P is p-group and M is a nontrivial normal subgroup of P. Show the intersection of M and the center of P is nontrivial.

By the class equation, I proved that Z(P)is not 1. Then, how do prove I the intersection of M and the center of P is not 1 or empty?

Thank you very much for your time...

Answer 1

The Class Equation for normal subgroups reads (for details, see here):

$$|M|=|M \cap Z(P)|+\sum_{m \in \{Orbits \space rep's\}}\frac{|P|}{|C_P(m)|} \tag 1$$

where:

• $C_P(m)$ is the centralizer of $m$ in $P$;
• "$Orbits$" (capital "O") are the conjugacy orbits in $M$ of size greater than $1$.

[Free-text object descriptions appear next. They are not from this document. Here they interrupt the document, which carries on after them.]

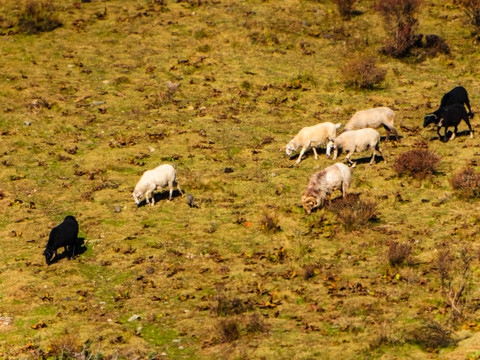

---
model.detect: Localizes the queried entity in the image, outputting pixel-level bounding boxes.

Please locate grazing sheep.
[132,164,183,206]
[326,128,386,165]
[424,103,474,141]
[343,107,399,141]
[302,163,352,214]
[438,86,473,118]
[286,122,342,165]
[44,215,78,265]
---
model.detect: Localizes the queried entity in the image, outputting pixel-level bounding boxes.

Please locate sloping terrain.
[1,0,480,359]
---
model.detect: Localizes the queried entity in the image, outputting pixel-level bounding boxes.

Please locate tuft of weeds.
[332,0,358,19]
[245,313,268,334]
[260,211,281,233]
[387,240,413,267]
[450,168,480,199]
[211,295,250,317]
[16,0,62,35]
[459,0,480,33]
[327,194,377,231]
[340,54,387,90]
[393,149,440,179]
[218,318,241,343]
[406,321,458,351]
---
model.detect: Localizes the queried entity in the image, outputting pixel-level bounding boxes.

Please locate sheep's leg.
[464,118,474,138]
[342,182,348,198]
[376,144,387,163]
[450,126,457,141]
[312,147,319,160]
[296,146,307,164]
[175,181,184,196]
[369,148,376,165]
[437,126,443,141]
[333,149,338,160]
[391,127,399,141]
[145,189,154,206]
[346,152,354,165]
[168,180,174,201]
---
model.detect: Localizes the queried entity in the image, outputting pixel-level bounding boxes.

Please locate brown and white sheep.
[326,128,386,165]
[286,122,342,165]
[343,107,398,141]
[302,163,352,214]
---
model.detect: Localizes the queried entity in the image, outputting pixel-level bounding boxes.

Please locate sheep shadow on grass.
[343,154,386,166]
[288,147,327,162]
[136,189,183,208]
[429,130,472,142]
[48,237,87,265]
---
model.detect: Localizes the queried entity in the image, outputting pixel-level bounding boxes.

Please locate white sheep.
[344,107,398,141]
[326,128,386,165]
[302,163,352,214]
[286,122,342,165]
[132,164,183,206]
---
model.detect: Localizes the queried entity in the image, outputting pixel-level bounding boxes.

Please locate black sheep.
[44,215,79,265]
[439,86,474,118]
[423,103,474,142]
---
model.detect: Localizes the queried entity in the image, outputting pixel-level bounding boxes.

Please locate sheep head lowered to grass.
[302,163,352,214]
[132,164,183,206]
[44,215,78,265]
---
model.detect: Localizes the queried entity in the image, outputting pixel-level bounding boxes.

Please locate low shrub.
[332,0,358,19]
[340,55,387,89]
[376,0,423,58]
[327,194,377,231]
[459,0,480,32]
[387,241,413,267]
[218,319,240,343]
[260,211,281,233]
[450,168,480,199]
[245,313,268,334]
[393,149,440,179]
[17,1,62,35]
[406,321,458,351]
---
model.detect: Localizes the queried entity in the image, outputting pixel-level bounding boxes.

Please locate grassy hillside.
[1,0,480,358]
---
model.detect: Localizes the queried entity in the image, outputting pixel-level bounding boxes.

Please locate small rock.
[92,101,105,106]
[102,80,110,85]
[24,121,31,126]
[148,147,155,153]
[114,206,122,213]
[224,167,234,173]
[186,194,195,207]
[172,339,181,343]
[146,267,154,274]
[128,314,141,322]
[178,346,184,350]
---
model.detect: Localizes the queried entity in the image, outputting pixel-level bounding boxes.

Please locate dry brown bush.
[17,1,62,35]
[406,321,458,351]
[393,149,440,179]
[387,241,413,267]
[376,0,423,57]
[260,211,281,233]
[327,194,377,231]
[218,319,241,343]
[450,167,480,199]
[341,55,387,89]
[332,0,358,19]
[459,0,480,31]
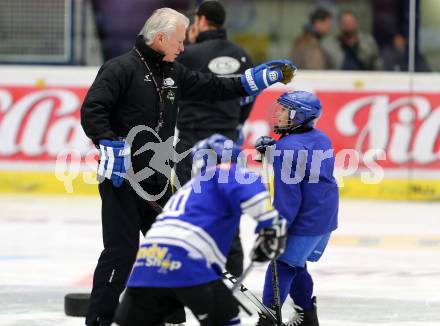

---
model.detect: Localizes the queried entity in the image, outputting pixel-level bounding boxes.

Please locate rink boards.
[0,66,440,200]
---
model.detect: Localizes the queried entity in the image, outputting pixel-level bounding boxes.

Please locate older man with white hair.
[81,7,296,326]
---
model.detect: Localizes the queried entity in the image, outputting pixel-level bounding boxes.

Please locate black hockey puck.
[64,293,90,317]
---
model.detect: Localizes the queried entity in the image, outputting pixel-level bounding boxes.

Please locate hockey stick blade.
[223,271,285,325]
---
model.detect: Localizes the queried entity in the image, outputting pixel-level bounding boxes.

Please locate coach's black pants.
[86,180,175,326]
[175,129,244,277]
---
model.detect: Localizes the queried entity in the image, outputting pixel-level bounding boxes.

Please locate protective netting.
[0,0,71,62]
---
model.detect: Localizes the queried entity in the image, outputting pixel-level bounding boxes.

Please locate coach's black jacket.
[81,35,247,185]
[177,29,254,131]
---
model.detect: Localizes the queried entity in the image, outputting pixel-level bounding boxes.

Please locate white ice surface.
[0,195,439,326]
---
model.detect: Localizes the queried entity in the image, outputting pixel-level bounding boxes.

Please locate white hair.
[140,8,189,45]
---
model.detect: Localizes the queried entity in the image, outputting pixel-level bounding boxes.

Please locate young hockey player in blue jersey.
[254,91,339,326]
[113,134,287,326]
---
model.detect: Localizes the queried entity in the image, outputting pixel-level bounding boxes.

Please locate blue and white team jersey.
[127,163,279,288]
[273,128,338,236]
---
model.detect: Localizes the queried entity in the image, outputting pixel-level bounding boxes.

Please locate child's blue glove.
[97,139,131,187]
[240,60,297,96]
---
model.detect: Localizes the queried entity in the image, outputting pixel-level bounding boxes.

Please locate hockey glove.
[251,219,287,262]
[265,60,297,84]
[255,136,276,154]
[97,139,131,187]
[240,60,297,97]
[254,136,276,162]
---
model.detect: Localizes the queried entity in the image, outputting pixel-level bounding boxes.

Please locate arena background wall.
[0,66,439,200]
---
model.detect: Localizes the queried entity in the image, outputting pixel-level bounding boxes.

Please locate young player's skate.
[113,134,286,326]
[286,296,319,326]
[254,91,339,326]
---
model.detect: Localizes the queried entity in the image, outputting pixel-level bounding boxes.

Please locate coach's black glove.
[251,219,287,262]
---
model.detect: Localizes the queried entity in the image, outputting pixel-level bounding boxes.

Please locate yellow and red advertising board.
[0,67,439,199]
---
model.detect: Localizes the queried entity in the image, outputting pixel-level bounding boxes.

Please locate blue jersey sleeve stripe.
[150,220,226,266]
[152,223,225,265]
[240,191,270,210]
[241,193,275,223]
[145,229,225,268]
[143,237,208,266]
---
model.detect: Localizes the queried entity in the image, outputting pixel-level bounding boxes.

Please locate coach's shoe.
[287,297,319,326]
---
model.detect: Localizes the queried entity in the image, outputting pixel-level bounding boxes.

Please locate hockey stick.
[231,261,254,292]
[271,260,283,326]
[225,261,255,316]
[262,150,283,326]
[223,271,284,325]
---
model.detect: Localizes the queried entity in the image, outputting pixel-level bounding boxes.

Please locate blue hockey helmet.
[191,134,242,173]
[271,90,322,134]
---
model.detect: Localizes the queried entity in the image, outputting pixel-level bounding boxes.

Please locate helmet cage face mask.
[270,93,321,134]
[271,101,312,134]
[271,101,295,134]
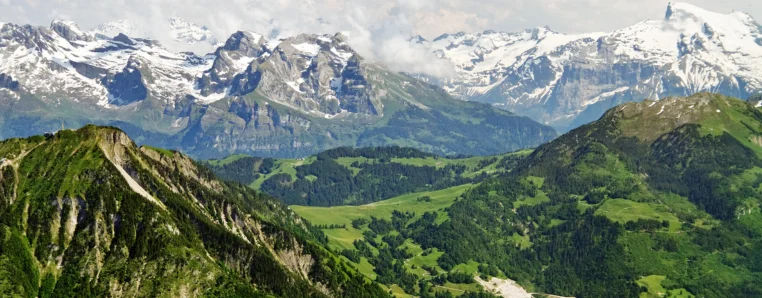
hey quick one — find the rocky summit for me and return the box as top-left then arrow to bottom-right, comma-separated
0,20 -> 555,158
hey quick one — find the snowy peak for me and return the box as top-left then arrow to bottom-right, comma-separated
50,20 -> 92,42
219,31 -> 266,55
92,20 -> 137,39
92,18 -> 218,53
168,16 -> 215,45
423,2 -> 762,131
666,2 -> 746,22
277,33 -> 354,59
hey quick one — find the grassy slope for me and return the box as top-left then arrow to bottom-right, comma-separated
249,156 -> 318,189
254,150 -> 529,192
305,94 -> 762,297
292,184 -> 480,297
292,184 -> 474,250
515,94 -> 762,297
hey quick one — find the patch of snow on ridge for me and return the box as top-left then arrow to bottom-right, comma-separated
168,16 -> 214,44
92,20 -> 137,38
292,43 -> 321,56
584,87 -> 629,107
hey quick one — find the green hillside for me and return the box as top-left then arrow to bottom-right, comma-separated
0,126 -> 388,297
206,147 -> 531,206
286,94 -> 762,297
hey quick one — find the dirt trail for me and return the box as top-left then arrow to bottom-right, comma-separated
475,276 -> 575,298
1,142 -> 45,205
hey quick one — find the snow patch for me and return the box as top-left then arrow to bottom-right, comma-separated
292,42 -> 321,56
584,87 -> 629,107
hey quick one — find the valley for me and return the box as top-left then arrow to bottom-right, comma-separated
204,93 -> 762,298
2,2 -> 762,297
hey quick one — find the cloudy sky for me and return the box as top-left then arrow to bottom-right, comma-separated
1,0 -> 759,37
1,0 -> 760,75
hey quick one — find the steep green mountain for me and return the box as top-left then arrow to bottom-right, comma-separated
0,125 -> 389,297
291,94 -> 762,297
205,147 -> 530,206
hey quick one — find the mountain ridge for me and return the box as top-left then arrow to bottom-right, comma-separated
0,20 -> 556,158
417,2 -> 762,131
0,124 -> 391,297
285,93 -> 762,297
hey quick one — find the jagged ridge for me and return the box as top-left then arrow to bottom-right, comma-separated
0,125 -> 388,297
419,2 -> 762,131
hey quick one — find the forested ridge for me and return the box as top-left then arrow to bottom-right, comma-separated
290,94 -> 762,298
207,146 -> 525,206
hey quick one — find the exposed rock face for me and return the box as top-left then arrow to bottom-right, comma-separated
101,57 -> 149,105
197,31 -> 266,96
50,20 -> 93,42
0,73 -> 18,91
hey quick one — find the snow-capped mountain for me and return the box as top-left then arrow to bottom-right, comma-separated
0,19 -> 555,158
92,20 -> 138,38
91,17 -> 219,53
0,19 -> 372,118
168,17 -> 218,47
421,2 -> 762,130
0,20 -> 212,108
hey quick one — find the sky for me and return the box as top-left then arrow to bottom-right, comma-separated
1,0 -> 761,76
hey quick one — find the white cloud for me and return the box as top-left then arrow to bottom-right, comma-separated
1,0 -> 760,77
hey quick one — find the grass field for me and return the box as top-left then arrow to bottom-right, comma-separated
249,156 -> 317,189
595,199 -> 681,231
206,154 -> 248,166
334,157 -> 370,175
141,145 -> 175,157
637,275 -> 667,298
292,184 -> 475,250
451,260 -> 480,275
637,275 -> 695,298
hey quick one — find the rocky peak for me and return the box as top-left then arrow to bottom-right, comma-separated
195,31 -> 268,97
0,23 -> 56,52
113,33 -> 136,45
101,56 -> 149,106
0,73 -> 19,91
50,19 -> 92,42
665,2 -> 675,20
220,31 -> 266,56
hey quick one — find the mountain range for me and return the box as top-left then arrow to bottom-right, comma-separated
2,2 -> 762,157
416,2 -> 762,131
3,2 -> 762,297
0,19 -> 555,159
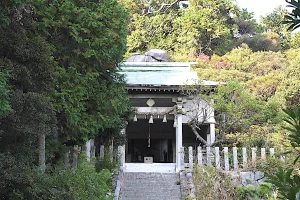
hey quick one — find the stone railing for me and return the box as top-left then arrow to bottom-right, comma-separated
181,146 -> 283,171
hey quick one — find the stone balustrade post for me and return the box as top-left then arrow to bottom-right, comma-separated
261,148 -> 266,159
233,147 -> 238,171
189,146 -> 193,168
224,147 -> 229,171
197,146 -> 202,165
215,147 -> 220,169
100,145 -> 104,159
242,147 -> 247,169
270,148 -> 275,157
252,148 -> 257,163
206,147 -> 211,166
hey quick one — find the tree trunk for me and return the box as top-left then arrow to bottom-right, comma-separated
64,149 -> 70,168
72,145 -> 78,168
38,132 -> 46,172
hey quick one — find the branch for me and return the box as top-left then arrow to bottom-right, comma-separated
144,0 -> 180,15
191,125 -> 208,145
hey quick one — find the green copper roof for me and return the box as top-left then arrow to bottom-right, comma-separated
119,62 -> 218,86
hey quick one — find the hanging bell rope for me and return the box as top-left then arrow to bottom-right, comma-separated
148,123 -> 151,147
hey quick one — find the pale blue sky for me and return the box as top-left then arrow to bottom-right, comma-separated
236,0 -> 288,21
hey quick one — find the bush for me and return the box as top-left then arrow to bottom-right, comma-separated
236,183 -> 273,200
95,157 -> 117,173
193,165 -> 236,200
29,156 -> 114,200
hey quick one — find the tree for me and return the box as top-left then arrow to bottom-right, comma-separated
289,32 -> 300,48
0,72 -> 10,116
182,82 -> 267,147
124,0 -> 236,59
278,51 -> 300,110
29,0 -> 131,147
261,6 -> 289,34
284,0 -> 300,30
233,8 -> 259,35
260,6 -> 291,49
266,106 -> 300,200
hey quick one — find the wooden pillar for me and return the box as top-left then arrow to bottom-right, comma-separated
176,114 -> 183,172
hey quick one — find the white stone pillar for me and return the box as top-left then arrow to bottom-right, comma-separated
210,123 -> 215,144
215,147 -> 220,169
120,128 -> 126,167
197,146 -> 203,165
224,147 -> 229,171
176,114 -> 183,172
100,145 -> 104,159
252,148 -> 257,163
233,147 -> 238,171
206,146 -> 212,166
270,148 -> 275,157
280,148 -> 285,162
86,140 -> 91,162
242,147 -> 247,169
206,133 -> 211,145
261,148 -> 266,159
188,146 -> 193,168
109,144 -> 113,163
118,146 -> 122,165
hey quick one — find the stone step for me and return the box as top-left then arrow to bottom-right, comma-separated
120,172 -> 181,200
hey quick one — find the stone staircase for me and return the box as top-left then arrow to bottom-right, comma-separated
120,172 -> 181,200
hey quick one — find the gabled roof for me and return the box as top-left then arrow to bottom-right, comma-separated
119,62 -> 218,87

Now, by hyphothesis, $|M|$ is some power of $p$; moreover, $m \in \{Orbits \space rep's\} \Rightarrow C_P(m)\lneq G \Rightarrow$ $|P|/|C_P(m)|$ terms in the sum in $(1)$ are also powers of $p$; but then $|M \cap Z(P)|$ must be divisible by $p$, whence $|M \cap Z(P)|\ne 1$ and finally $M \cap Z(P) \ne \{e\}$.

Answer 2

$M$, being normal, is the union of conjugacy classes (with respect to $P$), meaning a conjugacy class lies completely in $M$ or is disjoint from $M$. Since the size of a conjugacy class is either $1$ or a multiple of $p$ the number of singleton classes in $M$ is a multiple of $p$ ($M$ is also a p-group), moreover it is not $0$ since the class of the identity is one of them. So there are at least $p$ singleton classes in M. But these singletons are central elements in P, which proves the assertion. With thanks to @Myself for his comment.